His Isolde, soprano Susan Marie Pierson, is slighter better known but the joy of hearing her in this whale of a role is not any greater. The basic voice is not bad, be it a somewhat indistinctly colored sound in that generalized Anglo-Saxon way that makes it so difficult to distinguish one singer from another. Still such singers often have a full workload in Europe as most general managers nowadays want to have their own Ring and their own director with his own concept. They say openly there are no real Wagner singers at the moment and still they persist in programming Tristan or Der Ring as the producer's concept is more important than the sometimes painful sounds on the scene. Therefore there is always a heavy demand for singers just able to overcome an evening of heavy singing. For a few years Brünnhildes like Mrs. Pierson go from here to there until the voice inevitably wears down and the career suddenly is over. The soprano's voice reminds me of Susan Owen's lirico who also specialized in heavy Wagner and whose voice so deteriorated in a few years time that last year she met with the ultimate disaster for any singer. During the Liège Walküre the house didn't whistle or booed; no, people just openly laughed their hearts out at the produced sounds. Mrs. Pierson is still in somewhat better shape but the great killer is already there: the persistent beat throughout the range and some more severe critics wouldn't hesitate and call it a wobble that takes away much of the pleasure. And then there is something sharp even edgy to the voice that sometimes make for painful listening.

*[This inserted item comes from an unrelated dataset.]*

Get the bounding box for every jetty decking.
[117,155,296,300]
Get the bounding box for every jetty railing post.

I don't suppose anybody ever bought a Tristan und Isolde for Kurwenal or Brangäne, though they are singers on a par with their role. I still remember David Malis winning the BBC's Singer of the World competition in 1985 and at the time I was sure he would go far. Well, he didn't, though it surely was not for having lost his voice. It is well-rounded, warm, even beautiful and he makes the most of his role. Gwendolyn Jones as Brangäne has a good mezzo though somewhat sharp at the top. Apart from Malis the best performance is given by conductor Glen Cortese at the head of a so-called festival Bulgarian orchestra. He paces so well, never lets the attention flag, doesn't indulge himself in overly slow or fast tempi and he never drowns his singers. The sound even slightly favors them though all orchestral details are clear. But why, oh why, was this set published in the first place?